Revolution 《5》

766 123 54
                                    

Ormanın içinde kalmalarının ardından yaklaşık bir hafta geçmişti ve bu süre zarfında Chanyeol bütün ihtiyaçlarını karşılamıştı. Kalmaları için ise elinde olan iki çadır getirmişti. Ayrıca Baekhyun'a sadece Zoe ile yatma izni verdiği için Jongin her gece Sehun'la takılmak mecburiyetinde kalıyordu.

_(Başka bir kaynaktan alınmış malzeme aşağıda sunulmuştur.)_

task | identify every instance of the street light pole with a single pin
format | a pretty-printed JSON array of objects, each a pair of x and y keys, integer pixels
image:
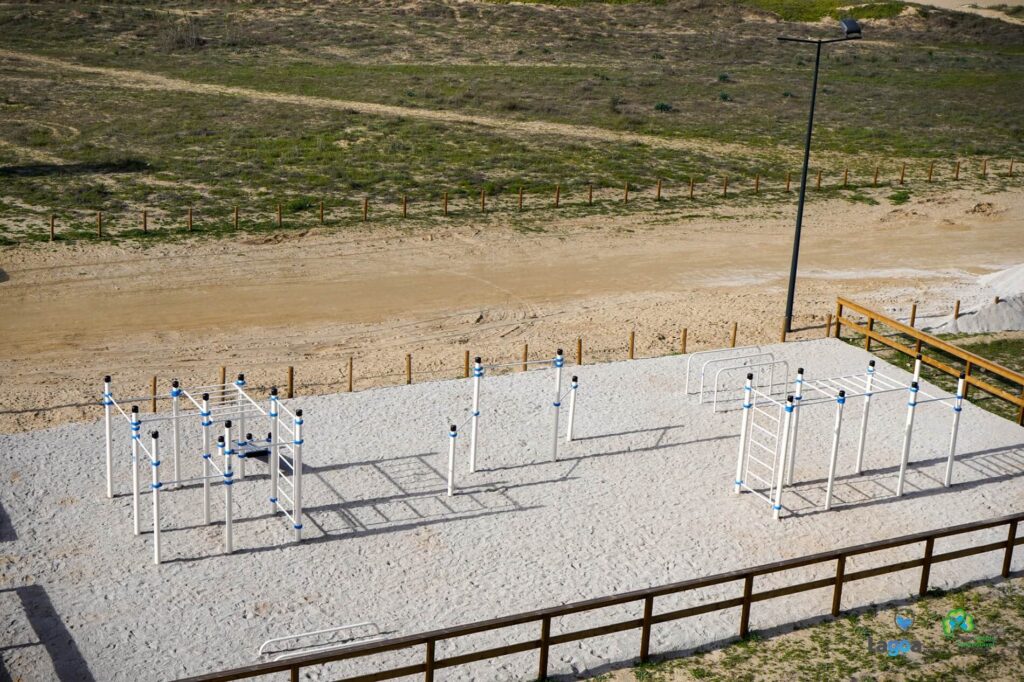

Hâlâ utanıyordu. Neyden utandığını kendi de bilmiyordu. Sonuçta Baekhyun ile de uyuduğu zamanlar olmuştu ama Baekhyun'la kardeşten farkları yoktu ki. Sehun'u tam tamına on gündür tanıyordu. Büyük ihtimalle bunun için çekiniyordu ondan.

Gün içinde oldukça yakın olsalarda gece olunca ya Sehun'un uyuduğundan emin olduktan sonra gidip yatıyor ya da ondan önce yatağa girip yorganı üstüne çekip uyuyordu.

Şimdi ise ateşin başında oturup saçma konuşmalarla vakit öldürüyorlardı.

Baekhyun'un göz kapakları ağırlaştığında kolunda Chanyeol'un verdiği saate bakmıştı.
Gece yarısını geçiyordu ama Sehun'un kucağında yer edinmiş ve Sehun'u hayranlıkla izleyen miniğin nedense(!) Hâlâ uykusu varmış gibi görünmüyordu.

"Zoe? Hadi yatalım mı kuzum?" Dediğinde Zoe bir kaç saniyeliğine baksa da omuz silkip büyük göğse minik vücudunu daha da yapıştırmıştı.

"Ne bu Sehun hayranlığın senin? Ben ondan yakışıklıyım bir kere. Bana hayran olmalısın." Baekhyun kıskançlıkla dediğinde ordaki herkes gülmüştü.

"Sen yakışıklı olmak için fazla güzelsin sevgili kardeşim." Jongin alayla eklediğinde Baekhyun yüzünü buruşturup kıçını Jongin'e dönmüştü.

Sehun ise gecenin soğuğuna karşı Zoe'ye paltosunun içine almıştı.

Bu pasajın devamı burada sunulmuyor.